Despues Picaporte se encontró en la campiña, en medio de inmensos arrozales. Allí ostentaban sus últimos colores y sus últimos perfumes las brillantes camelias, nacidas, no ya en arbustos, sino en árboles y dentro de las cercas de bambúes se veían cerezos, ciruelos, manzanos, que los indígenas cultivan más bien por sus flores que por sus frutos, y que están defendidos contra los pájaros, palomas, cuervos, y otras aves voraces por medio de maniquíes haciendo muecas o con torniquetes chillones. No había cedro majestuoso que no abrigase algún águila ni sauce bajo el cual no se encontrase alguna garza melancólicamente posada sobre un pie; finalmente, por todas partes había cornejas, patos, gavilanes, gansos silvestres y muchas de esas grullas a las cuales tratan los japoneses de señorís, porque simbolizan, para ellos, la longevidad y la dicha.

Al andar así vagando, Picaporte descubrió algunas violetas entre las hierbas cortas.

-¡Bueno -dijo-, ya tengo cena!

Pero las olió y no tenían perfume alguno.

-¡No tengo suerte! -pensó.

Cierto es que el buen muchacho había almorzado, por previsión, todo lo copiosamente que pudo antes de salir del Carnatic, pero después de un día de paseo se sintió muy vacío el estómago. Bien había observado que en la muestra de los camiceros faltaba el camero, la cabra o el cerdo, y como sabía que es un sacrilegio matar bueyes, únicamente reservados a las necesidades de la agricultura, había deducido que la carne escaseaba en Japón.
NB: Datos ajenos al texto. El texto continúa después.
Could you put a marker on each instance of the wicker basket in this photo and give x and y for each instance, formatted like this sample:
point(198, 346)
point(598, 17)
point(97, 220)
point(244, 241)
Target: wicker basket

No se engañaba; pero a falta de todo eso, su estómago se hubiera arreglado con jabalí, gamo, perdices o codornices, aves o pescado con que se alimentan exclusivamente los japoneses, a la par que el producto de suss arrozales. Pero debió hacer de tripas corazón y dejar para el día siguiente el cuidado de proveer a su manutención.

Llegó la noche, y Picaporte regresó a la ciudad indígena, vagando por las calles en medio de faroles multicolores, viendo a los farsantes ejecutar sus maravillosos ejercicios y a los astrólogos que, al aire libre, reunían la gente alrededor de su telescopio. Después volvió al puerto, esmaltado con las luces de los pescadores, que atraían los peces por medio de poderosas antorchas encendidas.

Finalmente, las calles se despoblaron. A la multitud sucedieron las rondas de yakuninos, oficiales que con sus magníficos trajes y en medio de un séquito parecían embajadores, y Picaporte repetía alegremente cada vez que encontraba alguna vistosa patrulla:

-¡Bueno va! ¡Otra embajada japonesa que se dirige a Europa!

Línea divisoria

1. Hoy Tokio.
2. Hoy Kioto.
3. Los norimones y congos son unas sillas de mano que se distinguen en particular por el mayor lujo de aquéllos.